When alive, Pikaia was a compressed, leaf-shaped animal. It swam by throwing its body into a series of S-shaped, zigzag curves, similar to the movement of eels. Fish inherited the same swimming movement, but they generally have stiffer backbones. Pikaia had a pair of large head tentacles and a series of short appendages, which may be linked to gill slits, on either side of its head. In these ways, it differs from the living lancelet.
This primitive marine creature shows the essential prerequisites for vertebrates. The flattened body is divided into pairs of segmented muscle blocks, seen as faint vertical lines. The muscles lie on either side of a flexible structure resembling a rod that runs from the tip of the head to the tip of the tail.
At first glance, Pikaia does not seem like a vertebrate ancestor, and, in fact there is a lot of debate regarding the topic in scientific circles. It looks like a worm that has been flattened sideways. But in detail, the fossils compressed within the Burgess Shale clearly show chordate features such as traces of an elongate notochord, dorsal nerve cord, and blocks of muscles (myotomes) down either side of the body – all critical features for the evolution of the vertebrates.
The notochord is a flexible rod-like structure that runs along the back of the animal, lengthening and stiffening the body so that it can be flexed from side to side by the muscle blocks for swimming. In the fish and all subsequent vertebrates, the notochord forms the backbone (or vertebral column). The backbone strengthens the body, supports strut-like limbs, and protects the vital dorsal nerve cord, while at the same time allowing the body to bend.
Surprisingly, a Pikaia lookalike still exists today, the lancelet Branchiostoma. This little animal was familiar to biologists long before the Pikaia fossil was discovered. With notochord and paired muscle blocks, the lancelet and Pikaia belong to the chordate group of animals from which the vertebrates have descended.

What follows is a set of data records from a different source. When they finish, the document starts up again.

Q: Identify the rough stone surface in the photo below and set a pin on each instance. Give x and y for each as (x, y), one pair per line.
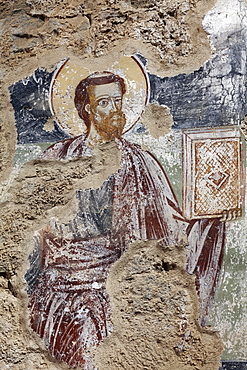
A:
(154, 314)
(39, 34)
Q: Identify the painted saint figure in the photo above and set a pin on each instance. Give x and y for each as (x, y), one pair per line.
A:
(69, 306)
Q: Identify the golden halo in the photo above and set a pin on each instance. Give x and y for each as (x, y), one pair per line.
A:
(69, 74)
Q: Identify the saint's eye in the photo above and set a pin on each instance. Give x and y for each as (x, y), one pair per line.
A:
(118, 100)
(103, 103)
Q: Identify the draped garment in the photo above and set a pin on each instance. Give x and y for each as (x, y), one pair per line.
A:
(69, 305)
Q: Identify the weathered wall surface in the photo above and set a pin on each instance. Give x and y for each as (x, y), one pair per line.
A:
(154, 301)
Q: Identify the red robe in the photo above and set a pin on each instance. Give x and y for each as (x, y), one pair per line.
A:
(69, 307)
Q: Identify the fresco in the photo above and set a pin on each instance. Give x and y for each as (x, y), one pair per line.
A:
(190, 183)
(69, 306)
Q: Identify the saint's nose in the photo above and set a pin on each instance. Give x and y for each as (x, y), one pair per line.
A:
(114, 106)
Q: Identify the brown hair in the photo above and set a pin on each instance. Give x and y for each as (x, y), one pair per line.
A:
(81, 94)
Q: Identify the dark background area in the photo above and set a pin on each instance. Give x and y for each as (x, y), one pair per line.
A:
(214, 95)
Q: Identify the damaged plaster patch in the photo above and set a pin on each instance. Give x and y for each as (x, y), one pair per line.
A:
(155, 307)
(157, 119)
(224, 19)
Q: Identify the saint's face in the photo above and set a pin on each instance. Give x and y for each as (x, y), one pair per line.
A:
(105, 110)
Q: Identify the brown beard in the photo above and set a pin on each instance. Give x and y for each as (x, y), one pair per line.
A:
(111, 126)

Molecular studies have refuted earlier beliefs that lancelets might be the closest living relative to the vertebrates, and instead favor tunicates in this position. While the lancelet is a chordate, other living and fossil groups, such as acorn worms and graptolite, are more primitive. Called the hemichordates, they have only a notochord-like structure at an early stage of their lives.

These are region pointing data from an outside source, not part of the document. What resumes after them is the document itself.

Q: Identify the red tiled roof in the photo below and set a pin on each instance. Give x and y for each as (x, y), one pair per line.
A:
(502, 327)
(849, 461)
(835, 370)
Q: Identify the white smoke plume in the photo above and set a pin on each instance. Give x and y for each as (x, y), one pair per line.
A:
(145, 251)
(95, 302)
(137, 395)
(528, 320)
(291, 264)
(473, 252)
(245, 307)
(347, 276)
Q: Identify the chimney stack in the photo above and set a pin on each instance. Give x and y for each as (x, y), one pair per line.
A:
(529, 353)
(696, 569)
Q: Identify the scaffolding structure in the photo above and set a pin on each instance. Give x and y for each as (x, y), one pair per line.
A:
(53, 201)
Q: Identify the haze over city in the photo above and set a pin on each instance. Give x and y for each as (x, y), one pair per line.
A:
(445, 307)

The presence of a creature as complex as Pikaia some 530 million years ago reinforces the controversial view that the diversification of life must have extended back well before Cambrian times - perhaps deep into the Precambrian.
Pikaia was probably a slow swimmer.
The first sign of head development, cephalization, is seen in chordates such as Pikaia and Branchiostoma. It is thought that development of a head structure resulted from a long body shape, a swimming habit, and a mouth at the end that came into contact with the environment first, as the animal swam forward. The search for food required ways of continually testing what lay ahead so it is thought that anatomical structures for seeing, feeling, and smelling developed around the mouth. The information these structures gathered was processed by a swelling of the nerve cord – the precursor of the brain. Altogether, these front-end structures formed the distinct part of the vertebrate body known as the head.